State of Iowa Voter Registration Totals by County

CoJul22.pdf contains one simple table spanning multiple pages. This document contains page headers and footers with repeating table headers on each page. Use the repeatingHeaders option to remove the extra table headers from output data.

let parser = new PdfDataParser({ url: "./data/pdf/CoJul22.pdf", repeatingHeaders: true })

The page headers/footers in this document are in PDF.js Artifacts marked content. They will be ignored by default. To output the page headers and footers use the artifacts option.

let parser = new PdfDataParser({ url: "./data/pdf/CoJul22.pdf", artifacts: true })

If your document has page headers/footers contained in regular content items then the headers/footers can be ignored by using the pageHeader and pageFooter options. The settings of 50 and 35 ignore 3 and 2 lines respectively.

let parser = new PdfDataParser({ url: "./data/pdf/CoJul22.pdf", pageHeader: 50, pageFooter: 35 })

State of Iowa Voter Registration Totals by Congressional District

CongJul22.pdf contains four tables. This document contains page headers and footers.

An oddity of this document is there is an additional table header row that identifies each table. This content item, e.g. "US Representative District 1", is actually in the document content after the table.
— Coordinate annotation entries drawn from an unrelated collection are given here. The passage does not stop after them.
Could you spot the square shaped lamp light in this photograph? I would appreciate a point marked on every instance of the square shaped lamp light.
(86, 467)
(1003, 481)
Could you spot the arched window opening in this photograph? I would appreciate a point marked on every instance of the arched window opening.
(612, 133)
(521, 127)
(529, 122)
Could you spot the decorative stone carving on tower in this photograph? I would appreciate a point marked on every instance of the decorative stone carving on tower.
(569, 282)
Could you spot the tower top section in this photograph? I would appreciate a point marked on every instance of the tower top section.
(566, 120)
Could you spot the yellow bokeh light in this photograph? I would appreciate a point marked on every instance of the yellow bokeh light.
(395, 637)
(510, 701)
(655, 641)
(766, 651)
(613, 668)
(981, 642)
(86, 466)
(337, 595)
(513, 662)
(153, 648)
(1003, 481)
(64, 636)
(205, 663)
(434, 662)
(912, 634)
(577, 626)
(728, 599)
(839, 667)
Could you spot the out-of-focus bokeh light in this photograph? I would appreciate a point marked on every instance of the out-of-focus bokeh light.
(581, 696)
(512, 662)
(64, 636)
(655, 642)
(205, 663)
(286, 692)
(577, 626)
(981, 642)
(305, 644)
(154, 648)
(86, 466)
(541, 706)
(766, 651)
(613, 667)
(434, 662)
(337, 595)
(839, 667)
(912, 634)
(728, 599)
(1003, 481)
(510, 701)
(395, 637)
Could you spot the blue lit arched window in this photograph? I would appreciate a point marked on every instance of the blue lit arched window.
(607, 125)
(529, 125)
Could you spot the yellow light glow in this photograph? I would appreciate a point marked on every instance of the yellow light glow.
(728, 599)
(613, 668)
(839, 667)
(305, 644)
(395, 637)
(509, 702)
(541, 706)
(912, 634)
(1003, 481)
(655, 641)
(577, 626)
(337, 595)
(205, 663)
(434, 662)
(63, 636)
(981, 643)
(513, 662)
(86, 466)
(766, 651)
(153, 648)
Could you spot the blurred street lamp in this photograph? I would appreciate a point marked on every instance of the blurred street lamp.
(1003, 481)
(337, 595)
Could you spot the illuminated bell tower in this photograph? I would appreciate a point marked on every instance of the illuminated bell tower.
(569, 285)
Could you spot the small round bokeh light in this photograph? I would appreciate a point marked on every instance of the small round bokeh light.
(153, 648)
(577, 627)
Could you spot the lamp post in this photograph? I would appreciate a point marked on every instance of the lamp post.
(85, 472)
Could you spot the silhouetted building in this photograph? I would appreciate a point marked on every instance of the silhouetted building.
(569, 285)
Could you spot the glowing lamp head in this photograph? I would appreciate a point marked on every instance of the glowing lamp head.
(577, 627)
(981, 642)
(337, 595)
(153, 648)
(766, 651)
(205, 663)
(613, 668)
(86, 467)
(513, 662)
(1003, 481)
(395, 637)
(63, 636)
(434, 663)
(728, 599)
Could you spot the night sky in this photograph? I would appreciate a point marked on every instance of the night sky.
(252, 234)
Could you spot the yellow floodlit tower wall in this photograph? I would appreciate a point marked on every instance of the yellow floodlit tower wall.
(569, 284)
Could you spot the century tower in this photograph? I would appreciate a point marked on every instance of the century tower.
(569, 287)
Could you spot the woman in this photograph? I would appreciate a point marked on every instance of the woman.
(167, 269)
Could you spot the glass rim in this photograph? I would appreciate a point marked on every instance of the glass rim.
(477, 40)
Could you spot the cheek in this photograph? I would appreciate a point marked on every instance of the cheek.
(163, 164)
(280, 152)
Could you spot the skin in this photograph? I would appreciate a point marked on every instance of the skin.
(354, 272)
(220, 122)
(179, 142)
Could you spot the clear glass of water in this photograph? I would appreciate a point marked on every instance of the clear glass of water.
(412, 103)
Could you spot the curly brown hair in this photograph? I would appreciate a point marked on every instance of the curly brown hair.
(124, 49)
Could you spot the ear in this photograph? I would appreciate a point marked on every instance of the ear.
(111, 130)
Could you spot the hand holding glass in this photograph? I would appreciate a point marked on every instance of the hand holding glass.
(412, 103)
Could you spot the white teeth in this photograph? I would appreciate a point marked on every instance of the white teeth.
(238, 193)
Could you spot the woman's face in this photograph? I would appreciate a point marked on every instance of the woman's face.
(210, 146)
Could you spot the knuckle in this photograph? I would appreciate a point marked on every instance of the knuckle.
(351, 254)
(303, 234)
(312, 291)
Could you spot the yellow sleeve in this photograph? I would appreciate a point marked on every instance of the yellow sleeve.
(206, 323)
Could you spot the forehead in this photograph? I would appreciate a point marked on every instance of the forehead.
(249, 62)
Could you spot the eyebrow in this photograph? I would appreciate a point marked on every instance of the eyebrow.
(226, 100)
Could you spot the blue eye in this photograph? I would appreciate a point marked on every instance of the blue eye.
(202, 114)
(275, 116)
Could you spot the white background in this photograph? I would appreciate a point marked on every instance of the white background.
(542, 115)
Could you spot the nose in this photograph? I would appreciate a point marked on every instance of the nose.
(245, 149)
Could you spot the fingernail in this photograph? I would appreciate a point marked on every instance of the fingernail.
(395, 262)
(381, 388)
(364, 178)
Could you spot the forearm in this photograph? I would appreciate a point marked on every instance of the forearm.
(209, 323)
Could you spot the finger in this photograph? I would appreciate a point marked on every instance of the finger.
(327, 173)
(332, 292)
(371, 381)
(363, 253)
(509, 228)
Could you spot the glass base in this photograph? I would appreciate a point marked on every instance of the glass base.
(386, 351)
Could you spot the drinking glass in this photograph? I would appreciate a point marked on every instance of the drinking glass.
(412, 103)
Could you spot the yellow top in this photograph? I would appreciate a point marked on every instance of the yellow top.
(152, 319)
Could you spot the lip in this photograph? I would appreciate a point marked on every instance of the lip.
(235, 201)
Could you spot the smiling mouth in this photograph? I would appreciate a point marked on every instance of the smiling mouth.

The PdfDataParser has specialized logic to insert the cell data in the appropriate flow order before output of data rows.

PdfDataParser does not support the splitting of output so the file would need to be read four times with separate heading options or read all together and then hand edit the output. Alternatively, a custom Node.js stream transform or writer derived class could be used to split the data into multiple outputs.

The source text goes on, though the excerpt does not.